Il n’y a pas eu de préparation d’une victoire de Trump. C’était d’autant plus dur d’être préparés que ses équipes n’étaient pas structurées. Ce qui est terrible avec Trump, c’est quand il est élu, toutes les ambassades et chancelleries n’ont pas de liens. C’est pour ça qu’il se crée une sorte de « diplomatie du golf » assez incroyable. Je m’explique. On s’aperçoit que Trump aime bien les joueurs de golf et qu’il entretient des liens avec pas mal d’entre eux. Donc chaque ambassadeur se demande s’il a dans son entourage un joueur de golf qui pourrait le mettre en contact avec Trump. C’est ce que va faire Shinzo Abe, le Premier ministre japonais.
Vous évoquez dans le livre une certaine Elizabeth, une Républicaine modérée qui n’a jamais vraiment eu d’influence, mais qui revient sur le devant de la scène avec Trump. De nouvelles personnalités émergent avec Trump ?
Elizabeth ne fait pas partie de l’establishment. Ce n’est pas du tout une extrémiste comme Bannon, c’est une Républicaine assez modérée, mais qui n’a jamais été au bon endroit au bon moment. Elle se dit que Trump peut être une opportunité pour elle, parce qu’il est entouré d’incapables en politique étrangère. J’ai vu cela chez beaucoup de Républicains modérés à l’époque : ils étaient partagés entre le fait que Trump avait des positions inacceptables, mais que s’ils n’y allaient pas pour le conseiller, des gens encore plus extrêmes allaient prendre cette place.

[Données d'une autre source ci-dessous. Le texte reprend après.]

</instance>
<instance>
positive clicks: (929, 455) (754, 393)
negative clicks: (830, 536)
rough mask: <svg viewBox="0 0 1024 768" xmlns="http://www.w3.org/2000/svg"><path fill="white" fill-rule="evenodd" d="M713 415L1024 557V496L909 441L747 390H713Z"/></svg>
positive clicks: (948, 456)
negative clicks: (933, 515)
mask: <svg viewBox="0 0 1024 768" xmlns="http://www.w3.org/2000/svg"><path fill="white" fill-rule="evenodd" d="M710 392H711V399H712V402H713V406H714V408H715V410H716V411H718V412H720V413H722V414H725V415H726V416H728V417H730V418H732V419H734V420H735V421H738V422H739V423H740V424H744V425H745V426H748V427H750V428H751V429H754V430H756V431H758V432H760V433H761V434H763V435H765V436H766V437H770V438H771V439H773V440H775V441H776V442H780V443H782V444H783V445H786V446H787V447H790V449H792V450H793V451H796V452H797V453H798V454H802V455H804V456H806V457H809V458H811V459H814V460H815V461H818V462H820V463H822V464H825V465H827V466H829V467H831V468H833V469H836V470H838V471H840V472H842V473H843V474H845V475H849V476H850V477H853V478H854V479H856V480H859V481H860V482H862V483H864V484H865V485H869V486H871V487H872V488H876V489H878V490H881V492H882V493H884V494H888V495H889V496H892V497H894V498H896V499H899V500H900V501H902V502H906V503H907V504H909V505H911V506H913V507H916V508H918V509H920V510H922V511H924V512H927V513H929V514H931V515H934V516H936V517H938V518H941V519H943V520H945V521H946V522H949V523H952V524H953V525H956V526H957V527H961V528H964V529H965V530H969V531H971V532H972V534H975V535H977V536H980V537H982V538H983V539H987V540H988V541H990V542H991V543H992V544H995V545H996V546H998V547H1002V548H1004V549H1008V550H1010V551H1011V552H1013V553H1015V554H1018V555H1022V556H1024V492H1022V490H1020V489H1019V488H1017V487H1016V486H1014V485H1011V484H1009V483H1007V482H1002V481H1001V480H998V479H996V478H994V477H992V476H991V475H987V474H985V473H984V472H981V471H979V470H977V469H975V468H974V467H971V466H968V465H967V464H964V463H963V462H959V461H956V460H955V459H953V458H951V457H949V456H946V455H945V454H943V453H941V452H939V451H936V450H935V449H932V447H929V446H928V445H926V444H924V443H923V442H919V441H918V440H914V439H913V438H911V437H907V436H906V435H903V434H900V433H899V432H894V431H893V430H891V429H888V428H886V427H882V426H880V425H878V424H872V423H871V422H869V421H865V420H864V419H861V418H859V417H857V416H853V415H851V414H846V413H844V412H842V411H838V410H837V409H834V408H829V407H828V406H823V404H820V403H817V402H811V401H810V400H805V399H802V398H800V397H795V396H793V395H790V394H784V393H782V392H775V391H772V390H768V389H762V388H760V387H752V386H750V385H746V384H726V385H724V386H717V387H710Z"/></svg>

En gros, ne faut-il pas essayer de limiter les dégâts, plutôt que de laisser des idéologues prendre le pouvoir.
Et ces conseillers ont-ils réussi à limiter les dégâts ?
Non. Trump est resté celui qu’il était dans la campagne. Par exemple, en politique étrangère, il met en oeuvre beaucoup de choses évoquées avant son élection. C’est une politique de rupture. C’est quelqu’un qui veut faire des coups et n’a aucune vision de long terme. Beaucoup de conseillers de Trump se sont dit, je vais aller vers un poste de pouvoir qui va me donner de l’influence et ainsi pouvoir limiter certaines tendances du candidat. En fait, s’il y a eu autant de démissions autour de lui, c’est que la plupart des conseillers s’aperçoivent qu’ils ne peuvent pas avoir d’influence sur lui. Au final, il y a un homme seul qui décide, selon certaines intuitions qu’il a, et continue de faire ce qu’il a fait pendant sa campagne.
Journal d’un jeune diplomate de l’Amérique de Trump (Gallimard), en librairie le jeudi 4 octobre 2018.